Hinsichtlich der Behauptung des Klägers, als wissenschaftlicher Mitarbeiter gearbeitet zu haben, wird auf die Ausführungen im angefochtenen Urteil des SG verwiesen. Es gibt keine Anhaltspunkte für eine Arbeit in Forschung und Lehre. Soweit in den Formvordrucken zur Gehaltsmitteilung der Begriff "wissenschaftliche Mitarbeiter" verwandt worden war, vermag dies den Arbeitsvertrag und die arbeitsvertraglich geschuldete Leistung des Klägers nicht abzuändern. Hierdurch wird keine wissenschaftliche Tätigkeit des Klägers begründet. Die Verwendung von Formularvordrucken war der Vereinfachung im Massenbetrieb an der Hochschule geschuldet, ohne dass auf den individuellen Arbeitsvertrag besondere Rücksicht genommen worden wäre. Es ist auch nicht ersichtlich, dass die MLU als Arbeitgeberin den Kläger als Wissenschaftler beschäftigen wollte. Eine solche Rechtsposition kann aus den Gehaltsmitteilungen nicht abgeleitet werden.
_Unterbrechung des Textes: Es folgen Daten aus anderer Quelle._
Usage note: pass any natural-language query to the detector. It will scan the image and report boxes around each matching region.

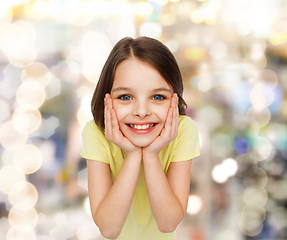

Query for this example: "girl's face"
[111,58,173,147]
Soweit der Kläger schließlich noch auf eine Einbeziehung nach § 5 AVIwiss abstellt, gibt es keine Anhaltspunkte, ihn als Angehörigen der künstlerisch tätigen Intelligenz einzubeziehen. Der Kläger gehörte keiner der in §§ 5a, 5b oder 5c AVIwiss genannten Berufsgruppen an. In diesem Zusammenhang ist die Berufsbezeichnung im Arbeitsvertrag des Klägers maßgeblich.

Eine korrigierende Auslegung von § 2a oder § 5 AVIwiss dahingehend, dass nicht nur die dort Genannten erfasst waren, ist aus bundesrechtlicher Sicht nicht möglich. Die Regelungen des Versorgungsrechts haben sich strikt an deren Wortlaut zu orientieren, da das Analogieverbot einer erweiternden Auslegung entgegen steht (BSG, Beschluss vom 14. Februar 2008 – B 4 RS 133/07 B – juris). Mithin kann für den umstrittenen Zeitraum unter keinem rechtlichen Gesichtspunkt eine nachträgliche Einbeziehung in ein ZV-System festgestellt werden.

3.

Die Kostenentscheidung folgt aus § 193 SGG.

Gründe für eine Zulassung der Revision im Sinne von § 160 Abs. 2 SGG liegen nicht vor.